MTR management’s buck-passing over railway scandals a lesson in how not to handle a crisis

Stephen Vines says the lack of accountability displayed by the MTR Corporation’s leadership is rooted in it being a listed company whose major shareholder is also its regulator

The initials MTR are supposed to stand for Mass Transit Railway but nowadays the words Management Traumatised by Responsibility seem more appropriate.
The people who run this company appear to be largely focused on how to avoid responsibility for the growing scandal involving delays in construction, faults in construction, cover-ups and safety threats.

In so doing, they are inadvertently providing a classic case study of what happens when corporate responsibility and crisis management go badly wrong.

In its defence, the corporation has (correctly) pointed out that all major projects encounter difficulties.

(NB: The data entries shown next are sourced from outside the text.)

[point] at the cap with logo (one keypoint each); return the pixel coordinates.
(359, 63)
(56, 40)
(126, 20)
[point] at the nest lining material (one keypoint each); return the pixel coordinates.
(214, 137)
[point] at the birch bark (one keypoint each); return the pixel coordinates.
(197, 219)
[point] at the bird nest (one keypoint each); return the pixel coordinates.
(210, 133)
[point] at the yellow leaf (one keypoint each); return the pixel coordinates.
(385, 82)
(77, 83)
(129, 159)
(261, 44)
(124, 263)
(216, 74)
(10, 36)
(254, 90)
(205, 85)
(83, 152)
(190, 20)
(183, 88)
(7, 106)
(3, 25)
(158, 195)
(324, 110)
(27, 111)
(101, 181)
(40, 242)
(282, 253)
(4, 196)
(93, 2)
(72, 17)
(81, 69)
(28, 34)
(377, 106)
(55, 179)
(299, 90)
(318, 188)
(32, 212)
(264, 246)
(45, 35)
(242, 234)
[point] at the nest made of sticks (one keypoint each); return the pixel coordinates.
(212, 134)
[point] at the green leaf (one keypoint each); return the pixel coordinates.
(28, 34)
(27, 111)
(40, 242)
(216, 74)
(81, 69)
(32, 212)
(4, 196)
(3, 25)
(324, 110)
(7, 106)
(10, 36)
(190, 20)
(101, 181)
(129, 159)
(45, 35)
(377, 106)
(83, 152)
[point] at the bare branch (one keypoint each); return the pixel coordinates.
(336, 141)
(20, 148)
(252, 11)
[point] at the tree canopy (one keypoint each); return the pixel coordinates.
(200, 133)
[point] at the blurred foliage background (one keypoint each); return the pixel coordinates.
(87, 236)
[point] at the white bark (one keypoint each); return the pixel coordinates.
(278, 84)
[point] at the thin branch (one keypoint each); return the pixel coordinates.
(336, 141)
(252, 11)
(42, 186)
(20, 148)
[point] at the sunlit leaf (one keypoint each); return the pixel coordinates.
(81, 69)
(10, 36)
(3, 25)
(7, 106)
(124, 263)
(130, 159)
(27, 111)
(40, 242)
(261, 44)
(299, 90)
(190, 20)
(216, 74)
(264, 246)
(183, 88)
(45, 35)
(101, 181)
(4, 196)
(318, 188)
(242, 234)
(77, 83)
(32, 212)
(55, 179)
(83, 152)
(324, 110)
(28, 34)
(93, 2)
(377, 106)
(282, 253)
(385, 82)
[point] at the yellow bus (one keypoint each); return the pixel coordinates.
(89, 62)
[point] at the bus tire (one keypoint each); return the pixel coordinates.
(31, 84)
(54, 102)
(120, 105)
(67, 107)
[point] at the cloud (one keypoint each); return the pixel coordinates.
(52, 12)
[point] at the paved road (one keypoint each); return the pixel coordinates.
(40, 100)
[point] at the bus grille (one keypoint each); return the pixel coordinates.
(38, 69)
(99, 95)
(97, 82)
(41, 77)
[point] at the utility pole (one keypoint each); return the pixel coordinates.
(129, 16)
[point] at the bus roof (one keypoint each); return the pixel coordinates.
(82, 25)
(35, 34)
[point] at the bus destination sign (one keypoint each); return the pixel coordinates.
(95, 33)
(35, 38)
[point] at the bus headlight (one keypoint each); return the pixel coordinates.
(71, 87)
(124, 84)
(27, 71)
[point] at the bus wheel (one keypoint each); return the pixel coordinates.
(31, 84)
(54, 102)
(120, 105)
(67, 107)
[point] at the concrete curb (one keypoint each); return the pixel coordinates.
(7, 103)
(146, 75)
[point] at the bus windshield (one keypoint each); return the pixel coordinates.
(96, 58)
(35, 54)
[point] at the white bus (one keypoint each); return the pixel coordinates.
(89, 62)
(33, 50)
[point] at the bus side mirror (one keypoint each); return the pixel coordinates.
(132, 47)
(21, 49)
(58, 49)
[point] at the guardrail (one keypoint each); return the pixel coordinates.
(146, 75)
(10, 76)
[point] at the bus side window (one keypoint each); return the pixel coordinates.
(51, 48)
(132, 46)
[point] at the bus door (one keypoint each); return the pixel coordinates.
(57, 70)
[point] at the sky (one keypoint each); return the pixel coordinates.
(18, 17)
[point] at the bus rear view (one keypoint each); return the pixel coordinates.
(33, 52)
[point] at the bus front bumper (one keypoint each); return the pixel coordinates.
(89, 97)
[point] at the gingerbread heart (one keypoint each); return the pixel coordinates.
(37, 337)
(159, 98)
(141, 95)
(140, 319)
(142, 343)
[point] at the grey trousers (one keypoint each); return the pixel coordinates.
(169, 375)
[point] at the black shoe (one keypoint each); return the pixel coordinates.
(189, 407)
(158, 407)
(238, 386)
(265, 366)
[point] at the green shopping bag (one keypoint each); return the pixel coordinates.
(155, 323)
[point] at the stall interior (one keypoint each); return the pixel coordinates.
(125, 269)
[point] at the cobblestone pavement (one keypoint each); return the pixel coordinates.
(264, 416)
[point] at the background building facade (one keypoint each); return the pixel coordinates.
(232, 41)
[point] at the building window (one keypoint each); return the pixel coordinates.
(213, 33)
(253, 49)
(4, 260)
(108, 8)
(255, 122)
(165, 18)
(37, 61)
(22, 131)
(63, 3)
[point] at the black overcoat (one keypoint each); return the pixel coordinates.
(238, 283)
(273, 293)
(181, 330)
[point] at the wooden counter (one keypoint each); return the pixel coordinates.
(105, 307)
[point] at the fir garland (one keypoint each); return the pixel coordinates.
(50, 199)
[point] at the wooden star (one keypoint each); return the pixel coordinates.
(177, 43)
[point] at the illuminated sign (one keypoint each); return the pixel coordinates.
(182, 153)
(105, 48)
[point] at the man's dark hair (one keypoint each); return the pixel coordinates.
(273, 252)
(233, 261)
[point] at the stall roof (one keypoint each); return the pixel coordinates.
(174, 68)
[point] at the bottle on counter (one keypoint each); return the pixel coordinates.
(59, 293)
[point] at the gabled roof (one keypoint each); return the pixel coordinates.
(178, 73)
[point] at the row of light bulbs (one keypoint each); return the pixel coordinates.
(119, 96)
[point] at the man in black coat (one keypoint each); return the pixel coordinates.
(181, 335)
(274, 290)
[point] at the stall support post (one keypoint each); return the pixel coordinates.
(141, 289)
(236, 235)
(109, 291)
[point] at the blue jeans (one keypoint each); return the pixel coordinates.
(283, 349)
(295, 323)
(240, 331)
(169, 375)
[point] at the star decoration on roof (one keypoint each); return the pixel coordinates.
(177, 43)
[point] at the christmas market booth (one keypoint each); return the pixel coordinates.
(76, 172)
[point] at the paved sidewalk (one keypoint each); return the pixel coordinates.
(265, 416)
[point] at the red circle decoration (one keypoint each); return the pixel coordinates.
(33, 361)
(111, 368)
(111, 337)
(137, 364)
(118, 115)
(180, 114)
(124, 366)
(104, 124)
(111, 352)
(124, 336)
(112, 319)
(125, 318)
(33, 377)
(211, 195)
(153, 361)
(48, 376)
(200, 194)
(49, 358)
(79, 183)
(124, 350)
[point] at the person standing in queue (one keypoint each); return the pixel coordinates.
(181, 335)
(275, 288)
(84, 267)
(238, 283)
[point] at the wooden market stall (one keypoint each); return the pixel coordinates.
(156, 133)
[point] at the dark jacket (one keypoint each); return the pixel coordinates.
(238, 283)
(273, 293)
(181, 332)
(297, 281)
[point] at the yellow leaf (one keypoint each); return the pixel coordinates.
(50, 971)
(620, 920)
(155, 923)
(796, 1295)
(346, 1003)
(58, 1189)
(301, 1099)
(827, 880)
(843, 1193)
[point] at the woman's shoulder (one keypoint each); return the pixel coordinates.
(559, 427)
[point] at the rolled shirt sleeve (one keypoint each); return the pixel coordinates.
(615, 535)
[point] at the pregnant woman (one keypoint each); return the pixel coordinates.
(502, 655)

However, the MTR Corporation does not seem to appreciate that what matters is how problems are handled.

What works is transparency, accountability and swift remedial action. The MTR management turns this on its head and operates on the basis of covering things up, dragging their feet on remedial action and passing the buck.

They do not seem to understand that those at the top are expected to shoulder responsibility. Instead of sorting out problems at the project management stage, they spend their time pointing fingers at others, be it the main contractor, the subcontractor or even the sub-sub contractor. If anyone at the MTR ultimately shoulders the blame, it will probably be some relatively junior-level managers.
If anyone at the MTR ultimately shoulders the blame, it will probably be some relatively junior-level managers
And just when the bad odour emanating from all this buck-passing seemed impossible to surpass, the MTR chairman, Frederick Ma Si-hang, launched an extraordinary tirade implying that the public had no right to know what was going on because on the one hand, they were too stupid to understand and, on the other, if the MTR was satisfied with how things were going, that was good enough.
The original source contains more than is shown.